Home buyers could soon face a limit on how much they can borrow, based on their income, as officials look for new ways to control rampant house price increases.

Finance Minister Bill English has confirmed he is in talks with the Reserve Bank over introducing so called debt to income limits on mortgages. 

It was a tool the bank wanted to look at but it had not asked him for a conclusion. He would wait and see what the analysis said and did not want to prejudge discussions with central bank Governor Graeme Wheeler.

The Government has a memorandum of understanding (MOU) with the Reserve Bank which defines the tools it can use to limit lending and prevent a housing "bubble" developing and curb any risks to banks.

The bank already uses "loan to value" (LVR) ratios and English would have to add the debt to income tool to the measures available to the bank under the MOU, but it would be up to the Reserve Bank to decide how and when to use it.

It is in use in the United Kingdom, where it limits lending to no more than 4.5 times annual earnings. 

That would limit the average family to a loan of almost $400,000 at a time when average house prices have hit $955,000 and are heading to $1 million. It would likely hit investors as well as first home buyers.

Auckland's LVRs are set so that no more than 15 per cent of new loans can be made to home buyers with less than a 20 per cent deposit. Investors must have 30 per cent.

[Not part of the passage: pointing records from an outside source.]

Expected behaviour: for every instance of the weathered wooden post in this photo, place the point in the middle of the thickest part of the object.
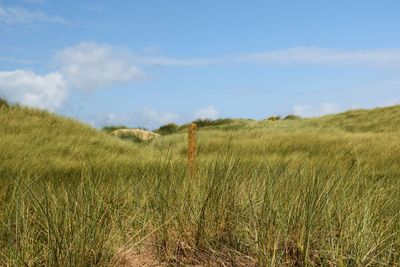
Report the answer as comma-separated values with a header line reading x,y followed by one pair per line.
x,y
192,149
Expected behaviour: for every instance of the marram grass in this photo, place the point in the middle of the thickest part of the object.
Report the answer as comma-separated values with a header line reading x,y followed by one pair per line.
x,y
288,193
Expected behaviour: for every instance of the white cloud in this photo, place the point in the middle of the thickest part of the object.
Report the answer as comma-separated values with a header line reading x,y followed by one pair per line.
x,y
90,66
148,118
176,62
209,112
26,87
315,55
310,111
18,15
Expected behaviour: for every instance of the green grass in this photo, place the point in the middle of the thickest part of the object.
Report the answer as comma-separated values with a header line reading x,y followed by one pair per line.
x,y
304,192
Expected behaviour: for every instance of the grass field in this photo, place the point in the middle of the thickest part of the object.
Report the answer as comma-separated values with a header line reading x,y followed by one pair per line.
x,y
304,192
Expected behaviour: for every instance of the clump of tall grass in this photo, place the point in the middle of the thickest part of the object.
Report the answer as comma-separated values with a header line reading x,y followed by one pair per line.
x,y
166,129
4,103
287,194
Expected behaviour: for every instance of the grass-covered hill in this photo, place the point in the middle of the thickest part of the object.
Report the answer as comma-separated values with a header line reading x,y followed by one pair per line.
x,y
296,192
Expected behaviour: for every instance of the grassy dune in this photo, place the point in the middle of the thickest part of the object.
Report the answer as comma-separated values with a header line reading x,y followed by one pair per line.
x,y
309,192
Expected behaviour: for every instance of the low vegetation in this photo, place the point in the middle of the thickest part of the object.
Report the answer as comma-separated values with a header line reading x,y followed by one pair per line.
x,y
302,192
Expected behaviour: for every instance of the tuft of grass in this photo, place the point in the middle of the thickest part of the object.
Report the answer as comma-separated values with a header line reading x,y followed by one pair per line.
x,y
292,117
4,103
310,192
166,129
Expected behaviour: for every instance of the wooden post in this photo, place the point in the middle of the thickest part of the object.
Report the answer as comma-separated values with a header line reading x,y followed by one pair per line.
x,y
192,149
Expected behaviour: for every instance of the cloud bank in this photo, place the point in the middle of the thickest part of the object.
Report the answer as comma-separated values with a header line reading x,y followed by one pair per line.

Meanwhile, commenting on this afternoon release of a planned national policy statement, aimed at opening up more land for housing and business development in Auckland and other centres, English said more land at an affordable price was the only way to give first home buyers a better chance of buying in Auckland.

They should be careful about the risk they were taking buying into a fast rising market at low interest rates because interest rates would certainly go up it was just a matter of when - it might be next year, two or three years away but certainly in the term of a normal mortgage - he said.